The crew were confined to the citadel for approximately 10 hours, whilst the ship was watched closely by police and coastguard helicopters. A three-mile exclusion zone around the ship was established. Royal National Lifeboat Institution lifeboats were also dispatched from Selsey and Bembridge. Isle of Wight Radio began reporting on what it described as an attempted hijacking around midday, and Hampshire Constabulary acknowledged an "ongoing incident". By 3:45 pm, Coastguard helicopters were circling over the ship.

===Special Boat Service boarding===
On the evening of 25 October 2020, Hampshire Constabulary made a formal request for military support to help regain control of the ship. This request was approved by the Secretary of State for Defence Ben Wallace and Home Secretary Priti Patel. At around 7:30 pm, 40 military personnel were deployed to the scene via a Chinook helicopter, including members of the maritime special forces unit, the Special Boat Service (SBS). Additionally, Royal Navy mine clearance divers were also put on standby in case the ship had been mined.

When night fell, 16 SBS operators boarded the ship, with some fast-roping from two Royal Navy Merlin helicopters and the others climbing up the side from rigid inflatable boats. They were watched over by snipers in a Wildcat helicopter, and the Royal Navy frigate was also reportedly on standby to assist. The captain of the ship remained in constant communication with the authorities and turned off the ship's lights to allow the helicopters to conduct "obscurant tactics" – shining their lights so as to disorient the stowaways. In just nine minutes, the 10-hour stand-off came to an end, with the stowaways detained and the ship secured. The stowaways did not resist. The Nave Andromeda was brought into the dock at the Port of Southampton. Despite the darkness of the night, the operation was observable from the shores of Ventnor.

The stowaways were arrested by Hampshire Police "on suspicion of seizing or exercising control of a ship by use of threats or force". They were held at Southampton Central police station, then transferred to Colnbrook Immigration Removal Centre. The Nave Andromedas captain and crew were questioned by police while the ship sat in port. After several days, the ship continued on its voyage to Russia.

===Aftermath===
Following the incident, Prime Minister Boris Johnson praised the police and armed forces, stating: "Both police and armed forces did a fantastic job and I thank them very, very much for what they did to keep our shores safe". The Home Secretary Priti Patel stated: "Tonight we are thankful for the quick and decisive action of our police and armed forces who were able to bring this situation under control, guaranteeing the safety of all those on board". Navios Tankers Management thanked the UK authorities for their "timely and professional response". Lawyers for the ship's owners, however, said no hijacking had occurred.
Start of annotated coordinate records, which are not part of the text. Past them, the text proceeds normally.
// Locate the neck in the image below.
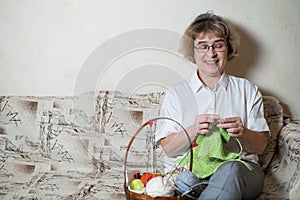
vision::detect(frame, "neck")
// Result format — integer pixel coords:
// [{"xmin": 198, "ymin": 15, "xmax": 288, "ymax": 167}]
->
[{"xmin": 198, "ymin": 72, "xmax": 222, "ymax": 90}]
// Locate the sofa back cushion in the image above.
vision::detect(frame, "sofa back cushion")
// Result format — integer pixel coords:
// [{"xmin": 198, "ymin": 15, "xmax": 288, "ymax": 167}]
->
[{"xmin": 259, "ymin": 96, "xmax": 283, "ymax": 170}]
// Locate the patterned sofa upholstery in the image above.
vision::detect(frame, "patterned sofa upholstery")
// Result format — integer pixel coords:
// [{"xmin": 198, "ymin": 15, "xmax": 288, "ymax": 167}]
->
[{"xmin": 0, "ymin": 91, "xmax": 300, "ymax": 200}]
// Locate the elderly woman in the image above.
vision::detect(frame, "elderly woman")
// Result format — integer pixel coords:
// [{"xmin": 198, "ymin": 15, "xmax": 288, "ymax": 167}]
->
[{"xmin": 156, "ymin": 12, "xmax": 269, "ymax": 200}]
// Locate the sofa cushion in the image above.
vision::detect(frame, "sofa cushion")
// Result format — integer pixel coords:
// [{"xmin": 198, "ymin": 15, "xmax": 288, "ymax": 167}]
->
[{"xmin": 259, "ymin": 96, "xmax": 283, "ymax": 170}]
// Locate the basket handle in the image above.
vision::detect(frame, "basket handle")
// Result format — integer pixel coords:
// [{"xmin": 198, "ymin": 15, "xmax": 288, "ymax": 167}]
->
[{"xmin": 124, "ymin": 117, "xmax": 193, "ymax": 188}]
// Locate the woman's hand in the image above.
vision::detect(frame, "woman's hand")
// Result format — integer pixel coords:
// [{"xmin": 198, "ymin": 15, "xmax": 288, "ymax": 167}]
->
[
  {"xmin": 194, "ymin": 114, "xmax": 220, "ymax": 135},
  {"xmin": 218, "ymin": 117, "xmax": 244, "ymax": 137}
]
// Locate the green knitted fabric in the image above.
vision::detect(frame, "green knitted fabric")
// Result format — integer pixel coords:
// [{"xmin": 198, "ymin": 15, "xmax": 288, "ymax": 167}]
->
[{"xmin": 179, "ymin": 128, "xmax": 252, "ymax": 178}]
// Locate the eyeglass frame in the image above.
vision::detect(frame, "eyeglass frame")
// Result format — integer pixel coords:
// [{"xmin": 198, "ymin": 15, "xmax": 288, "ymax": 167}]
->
[{"xmin": 194, "ymin": 40, "xmax": 228, "ymax": 53}]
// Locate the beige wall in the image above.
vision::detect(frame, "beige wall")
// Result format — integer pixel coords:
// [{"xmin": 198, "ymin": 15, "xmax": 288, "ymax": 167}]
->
[{"xmin": 0, "ymin": 0, "xmax": 300, "ymax": 119}]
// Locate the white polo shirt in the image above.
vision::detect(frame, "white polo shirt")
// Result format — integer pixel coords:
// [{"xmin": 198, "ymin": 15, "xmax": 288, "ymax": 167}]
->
[{"xmin": 155, "ymin": 71, "xmax": 269, "ymax": 171}]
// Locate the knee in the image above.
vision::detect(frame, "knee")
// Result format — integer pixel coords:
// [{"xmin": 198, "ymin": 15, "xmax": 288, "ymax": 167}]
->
[{"xmin": 218, "ymin": 161, "xmax": 247, "ymax": 175}]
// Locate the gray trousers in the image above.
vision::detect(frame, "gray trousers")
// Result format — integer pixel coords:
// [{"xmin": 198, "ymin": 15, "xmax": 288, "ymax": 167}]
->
[{"xmin": 198, "ymin": 161, "xmax": 264, "ymax": 200}]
In December 2020, two of the stowaways were charged with conduct endangering ships and imprisoned on remand, while the other five remained in immigration detention. They were each later placed in temporary accommodation. In January 2021, the Crown Prosecution Service (CPS) dropped its case against the seven stowaways after evidence analysis cast doubt over whether or not the ship and its crew were in danger. The CPS stated that initial reports indicated there was a "real and imminent threat" to the vessel, however evidence – including mobile phone footage and witness accounts – did not show that the ship or its crew were threatened, nor was there any evidence to suggest the stowaways had any intention to hijack the ship. The Home Office released a statement criticising the CPS's decision. As of June 2022, two of the men's asylum claims were awaiting a decision.

In March 2021, The Guardian published an interview with one of the stowaways, in which he said he and his fellows had not attempted to hijack the vessel, but rather had approached the ship's crew after the crew members' routine changed and they became concerned the ship was sinking. Ed Davey, the leader of the Liberal Democrats, accused Patel and Wallace of overreacting in their response to reports from the ship, and described their behaviour as "a farce".